Turns out canned human brains are good for something

Scientists preserve brains or body parts for various reasons. Sometimes the person had an illness that bears further study with more advanced tools than an age supplies; other times the brain in question powered an extraordinary intellect. The brains we'll be talking about belong more to the former, and scientists have found that studying canned gray matter can provide a history of human mental health.

George Sandusky, a pathologist at the Indiana University School of Medicine, found out that he had an untapped genetic gold mine in a collection at the Indiana Medical History Museum in Indianapolis: preserved human brains, many very old, including some dating as far back as the 1890s. A lot of the jarred brains shared a common trait, too, as they came from the autopsies of people who had a record of mental illness.

So, why would Sandusky want to coax out history's genetic mysteries from some canned head jelly? Well, besides the fact that autopsies aren't as widespread as they used to be (what with a smorgasbord of funeral options these days, from being launched into space or liquified), institutions that still do maintain brain banks for the purposes of study "guard them carefully," according to Popular Science. That, and we just didn't really have a good way to study old remains that have been preserved in celloidin solution, which coats a sample in a hard and rubbery film.

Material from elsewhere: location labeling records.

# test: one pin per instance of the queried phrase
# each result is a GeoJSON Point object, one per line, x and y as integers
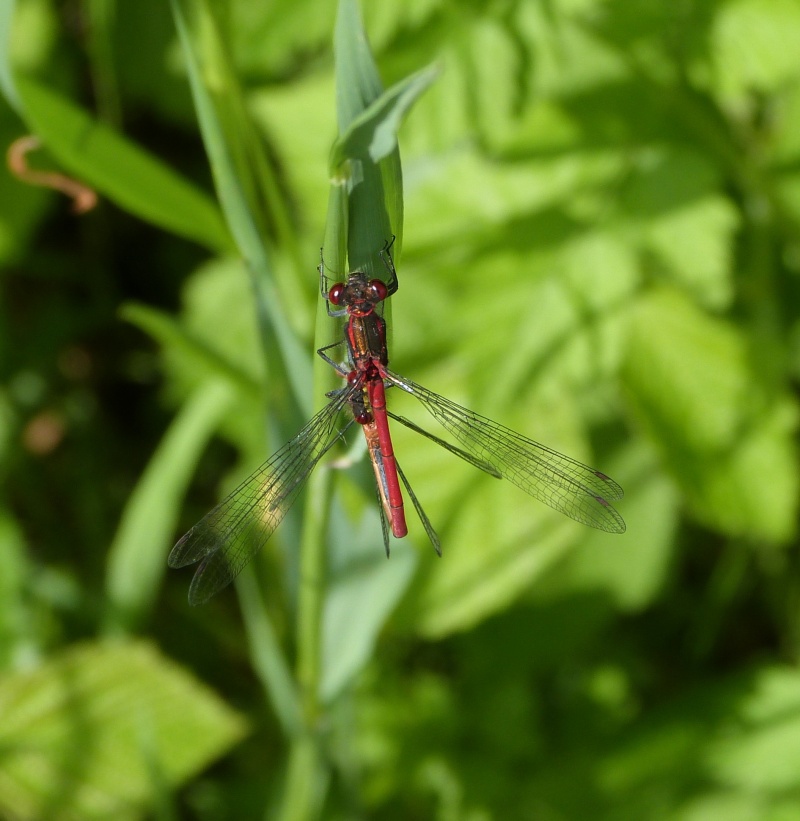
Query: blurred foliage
{"type": "Point", "coordinates": [601, 249]}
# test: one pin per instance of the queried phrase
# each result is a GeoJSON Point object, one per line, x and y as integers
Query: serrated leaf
{"type": "Point", "coordinates": [83, 735]}
{"type": "Point", "coordinates": [694, 391]}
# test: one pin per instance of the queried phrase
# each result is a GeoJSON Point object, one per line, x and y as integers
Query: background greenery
{"type": "Point", "coordinates": [601, 250]}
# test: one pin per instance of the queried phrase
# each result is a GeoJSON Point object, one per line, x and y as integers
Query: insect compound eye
{"type": "Point", "coordinates": [336, 292]}
{"type": "Point", "coordinates": [377, 290]}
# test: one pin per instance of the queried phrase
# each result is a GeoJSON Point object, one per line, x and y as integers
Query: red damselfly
{"type": "Point", "coordinates": [227, 538]}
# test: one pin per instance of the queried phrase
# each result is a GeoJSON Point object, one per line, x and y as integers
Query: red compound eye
{"type": "Point", "coordinates": [378, 290]}
{"type": "Point", "coordinates": [335, 293]}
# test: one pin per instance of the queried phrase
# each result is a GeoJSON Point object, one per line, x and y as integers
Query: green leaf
{"type": "Point", "coordinates": [631, 571]}
{"type": "Point", "coordinates": [16, 624]}
{"type": "Point", "coordinates": [91, 733]}
{"type": "Point", "coordinates": [125, 173]}
{"type": "Point", "coordinates": [363, 590]}
{"type": "Point", "coordinates": [373, 133]}
{"type": "Point", "coordinates": [753, 47]}
{"type": "Point", "coordinates": [137, 557]}
{"type": "Point", "coordinates": [758, 745]}
{"type": "Point", "coordinates": [242, 180]}
{"type": "Point", "coordinates": [717, 430]}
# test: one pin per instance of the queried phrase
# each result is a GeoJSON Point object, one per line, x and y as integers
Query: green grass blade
{"type": "Point", "coordinates": [219, 110]}
{"type": "Point", "coordinates": [136, 560]}
{"type": "Point", "coordinates": [118, 169]}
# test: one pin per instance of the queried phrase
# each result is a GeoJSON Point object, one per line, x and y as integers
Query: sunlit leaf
{"type": "Point", "coordinates": [87, 734]}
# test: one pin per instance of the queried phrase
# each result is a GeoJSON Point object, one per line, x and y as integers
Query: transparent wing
{"type": "Point", "coordinates": [572, 488]}
{"type": "Point", "coordinates": [228, 537]}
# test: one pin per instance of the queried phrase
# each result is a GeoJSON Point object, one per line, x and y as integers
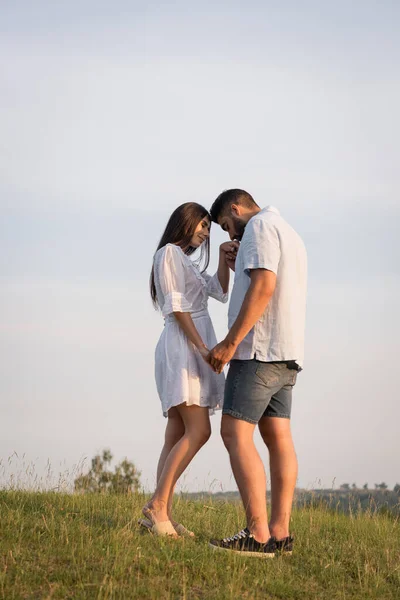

Sandusky and his team stumbled upon a good way (albeit a not-yet-peer-reviewed way) after they had already given up, actually, foiled so by the stubborn celloidin. The brain chunks were put in freezers for keeping, submerged in liquid nitrogen and maintained at -180 degrees Celsius. When the team returned to take another whack at it, they found the celloidin had beaded up and DNA data could be extracted from the samples..

Because of the brains available, the researchers are right now looking at how the data plugs into mental illness. A good majority of the brain bits in Sandusky's care are labeled "dementia praecox," which is an old timey way of saying schizophrenia — something that, while thought to be linked to specific genes, still eludes science in exact, clear terms. Terms which Sandusky's study could help define.